Chronique de X_Lok (Xsilence)
Un titre au goût prononcé de conclusion, de constat, presque positivement fataliste. Bientôt 53 ans, et Jason prend le temps de se poser, de réflechir sur lui, sur ce qui l'entoure, sur ce qu'il a vécu, mais il prend le parti de le faire sans trop de nostalgie. Lui qui a frôlé la mort de vraiment près en 2005 offre avec ce huitième album de Spiritualized une espèce de condensé de ce qu'il nous a donné depuis 1992.
la multitude d'instruments, de choeurs, de lui, sans jamais en faire trop, cette science qui ne l'a jamais quittée, cette magie d'empiler des couches sonores sans que jamais ce soit écoeurant, toujours avec goût et malice. Et toujours cette empathie, cette alternance d'émotions, comme la doublette "The Morning After" & "The Prize" qui nous arrive en fin d'album, un bluffant rapport minimalisme/maximalisme, une montée en puissance contenu pour le second, et toujours cette voix, reconnaissable, ce timbre marqué et marquant, cet ensemble qui fait Spiritualized. Car oui, il ne faut oublier que Spiritualized est un groupe, quand il s'amuse tout seul ou en collaborant avec d'autres c'est sous le doux sobriquet de Jason Spaceman. Spiritualized est un tout, avec un noyau dur depuis presque 20 piges.
Les arrangements sont évidemment épatants, tout au long des neuf titres du disque, d'une inventivité dingue, le contraire aurait été étonnant vous me direz, vu les albums précédents. Parfois il faut savoir enfoncer des portes ouvertes, et rappeler les choses. Ces cloches sur "A Perfect Miracle" en ouverture, ces cordes omniprésentes, rendant la magie mélancolique encore plus palpable, avec cette impression d'un quatuor omniprésent derrière les guitares, alors que tout sort d'un laptop faute de moyen. Comme quoi, avec un minimum de savoir faire... Mr Pierce n'a malheureusement pas les moyens de ses ambitions, voulant rendre sur disque la grandiloquence de certains concerts, comme par exemple il y a deux ans, quand un orchestre de 15 musiciens se joignait au groupe pour l'anniversaire de Lady & Gentlemen, We're Floating In Space.
Les cordes sont là pour la touche sensible, mais pour la puissance, les attaques tonitruantes ou même simplement symbolique, les cuivres sont indispensables sur ce disque. Que ce soit pour appuyer les motifs, pour partir en vrille, se fondre avec les choeurs et les claviers, pour habiller la matière habitée, tout est à sa place, comme ce petit tambourin sur Let's Dance. Aucun lien, mais on va revenir sur cette possible référence dans quelques ligne. L'air de rien une fois qu'on le distingue ce tambourin, on n'entend plus que lui dans cette langueur électrique.

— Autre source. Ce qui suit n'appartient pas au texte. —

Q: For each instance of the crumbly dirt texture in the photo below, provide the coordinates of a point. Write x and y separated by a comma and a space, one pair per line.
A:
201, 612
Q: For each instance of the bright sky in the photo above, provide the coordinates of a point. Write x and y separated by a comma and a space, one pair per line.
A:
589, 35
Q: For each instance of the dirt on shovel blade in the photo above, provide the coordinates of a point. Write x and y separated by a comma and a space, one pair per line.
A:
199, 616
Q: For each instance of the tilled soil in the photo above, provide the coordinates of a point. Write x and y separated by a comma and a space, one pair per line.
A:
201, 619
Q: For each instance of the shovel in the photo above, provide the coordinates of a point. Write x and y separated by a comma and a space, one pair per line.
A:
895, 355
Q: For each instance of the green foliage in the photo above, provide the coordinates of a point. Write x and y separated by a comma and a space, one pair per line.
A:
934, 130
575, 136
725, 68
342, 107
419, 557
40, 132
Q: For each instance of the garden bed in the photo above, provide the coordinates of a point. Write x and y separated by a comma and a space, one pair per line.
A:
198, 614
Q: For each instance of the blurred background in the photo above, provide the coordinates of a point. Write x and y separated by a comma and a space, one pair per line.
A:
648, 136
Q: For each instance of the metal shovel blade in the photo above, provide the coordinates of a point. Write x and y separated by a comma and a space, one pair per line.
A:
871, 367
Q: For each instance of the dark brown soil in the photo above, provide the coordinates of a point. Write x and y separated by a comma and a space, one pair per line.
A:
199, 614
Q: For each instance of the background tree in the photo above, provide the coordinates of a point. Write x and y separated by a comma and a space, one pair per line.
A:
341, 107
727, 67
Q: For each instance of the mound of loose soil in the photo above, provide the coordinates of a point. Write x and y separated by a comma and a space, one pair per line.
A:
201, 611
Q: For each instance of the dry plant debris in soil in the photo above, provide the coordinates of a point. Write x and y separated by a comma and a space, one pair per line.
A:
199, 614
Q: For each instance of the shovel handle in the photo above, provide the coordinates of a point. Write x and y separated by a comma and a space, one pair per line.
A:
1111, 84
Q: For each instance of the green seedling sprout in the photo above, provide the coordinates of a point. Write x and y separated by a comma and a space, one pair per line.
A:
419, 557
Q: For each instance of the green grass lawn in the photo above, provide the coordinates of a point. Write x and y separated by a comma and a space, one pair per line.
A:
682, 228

Revenons un instant sur les cuivres et soyons attentif à "On The Sunshine", en l'écoutant très fort pour saisir toute la force de ce morceau, rappelant presque les côtés free du Blackstar de Bowie, cette folie douce de moins en moins maîtrisée, apaisée, une nouvelle fois, par "Damaged" qui suit.
En alternant les humeurs, les envolées et les maltraitances bruyantes, Jason a la bonne idée de laisser parler la musique, de laisser les montées prendre de l'ampleur, de la force, il ne chante pas à longueur de titres. Si tout peut paraître dans la mesure, c'est surtout dans la démesure que Jason se sent bien, et excelle.